Aujourd’hui, c’est facile

C’est une fin de matinée d’octobre radieuse et rutilante, avec cette lumière d’après la pluie et ces derniers pans de brume qui transforment le chemin habituel en une succession de tableaux inédits. Je traverse très lentement ce paysage neuf, car le degré de renouveau est rarement aussi élevé en dehors des jours de première neige, de tempête, de grands chambardements.

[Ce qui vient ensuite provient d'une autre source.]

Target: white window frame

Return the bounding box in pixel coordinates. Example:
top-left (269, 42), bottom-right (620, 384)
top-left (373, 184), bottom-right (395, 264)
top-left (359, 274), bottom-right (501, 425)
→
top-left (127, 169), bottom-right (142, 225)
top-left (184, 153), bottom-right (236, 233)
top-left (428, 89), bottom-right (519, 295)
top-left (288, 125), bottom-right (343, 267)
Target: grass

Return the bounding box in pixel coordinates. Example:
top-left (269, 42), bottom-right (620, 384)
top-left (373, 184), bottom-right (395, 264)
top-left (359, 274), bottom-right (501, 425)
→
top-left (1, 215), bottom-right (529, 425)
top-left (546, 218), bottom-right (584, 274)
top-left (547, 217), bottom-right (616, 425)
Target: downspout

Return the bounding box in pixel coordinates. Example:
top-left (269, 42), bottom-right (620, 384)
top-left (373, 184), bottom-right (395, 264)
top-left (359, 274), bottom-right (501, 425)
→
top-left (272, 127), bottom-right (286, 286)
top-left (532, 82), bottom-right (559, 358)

Cette fois-ci les jaunes de l’automne se sont partout éclairés, dans les arbres, sur le sentier, même dans la chevelure du grand châtaignier rond du pré qui semblait vert hier encore, et qu’on découvre toute ornée de dorures. Des pommes bien rouges, des noix et des noisettes bien mûres qui craquent sous le pied, des champignons multicolores à foison, de lourdes bogues vert jaune qui laissent échapper les châtaignes qu’en passant on ramasse et qu’on caresse ensuite du bout des doigts tant elles sont douces, des odeurs si suaves qu’elles font revenir sur ses pas pour les humer encore, et puis cette divine douceur d’automne : tout partout proclame la générosité du monde et l’abondance d’avant l’hiver.

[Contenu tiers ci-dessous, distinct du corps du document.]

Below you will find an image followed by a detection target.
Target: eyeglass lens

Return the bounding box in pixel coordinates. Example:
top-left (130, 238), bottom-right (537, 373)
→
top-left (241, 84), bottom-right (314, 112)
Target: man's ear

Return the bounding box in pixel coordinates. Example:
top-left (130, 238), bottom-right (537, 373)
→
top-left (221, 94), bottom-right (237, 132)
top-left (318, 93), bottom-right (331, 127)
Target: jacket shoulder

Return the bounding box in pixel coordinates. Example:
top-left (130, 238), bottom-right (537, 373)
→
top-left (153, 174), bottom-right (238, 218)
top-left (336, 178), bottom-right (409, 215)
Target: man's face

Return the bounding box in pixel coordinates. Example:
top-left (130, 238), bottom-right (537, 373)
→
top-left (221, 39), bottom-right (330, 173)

Hier pourtant je déplorais la pauvreté de ces bois, où la faune et la flore ne sont pas très riches, et j’évoquais avec nostalgie mes promenades amazoniennes. Là-bas les cours d’eau n’étaient pas endigués, et si j’avais été sur mon chemin d’alors autour du mont Grand Matoury j’aurais déjà observé cinq ou six espèces de grenouilles et de dendrobates, de fins scorpions dans une souche, des chauves-souris à l’intérieur du tronc creux d’un figuier étrangleur, quelques serpents et des myriades d’oiseaux. Mais voici que soudain Nouchka s’affole, qui semble dire : est-ce que tu sens ce que je sens ? Ça sent bon, ça sent la bête, ça sent la vie !… Il y a de la vie par ici, car ce torrent est vivant, que parcourent les truites (en voici trois qui glissent entre les pierres), qui creuse son lit mais pas trop, et qui nourrit la vie tout au long de ses berges, avec toute la place qu’il lui faut. Le grand sapin qui est tombé il y a trois ans et qui pendant longtemps a fait un pont au-dessus du torrent et du chemin qui le longe s’est affaissé, a pourri, donnant lui aussi gîte à la vie… Alors, bien sûr, ce pourrait être mieux, ce le sera un jour quand on aura fait taire les fusils, mais si tu ne sens pas à quel point la vie persiste, il te faut simplement affiner tes sens, te travailler un peu, te faire aider par un chien ou deux, lire les livres qui éclairent, arpenter, regarder, tu peux même laisser de la place aux souvenirs d’enfance qui reviennent, si tu veux, quand tu regardes l’escargot ou les coprins échevelés…
Même sans écrevisses ni moules perlières, ce torrent est vivant. Tends l’oreille : c’est encore le roitelet ! Suis la flèche du regard de ton chien, la martre se trouve au bout (toujours la même, au même endroit). Certains jours, je sais, c’est difficile, à cause de ci, à cause de ça, à cause de toi, à cause du moi qui nous encombre ou du temps qui nous serre ; aujourd’hui, profite : c’est facile.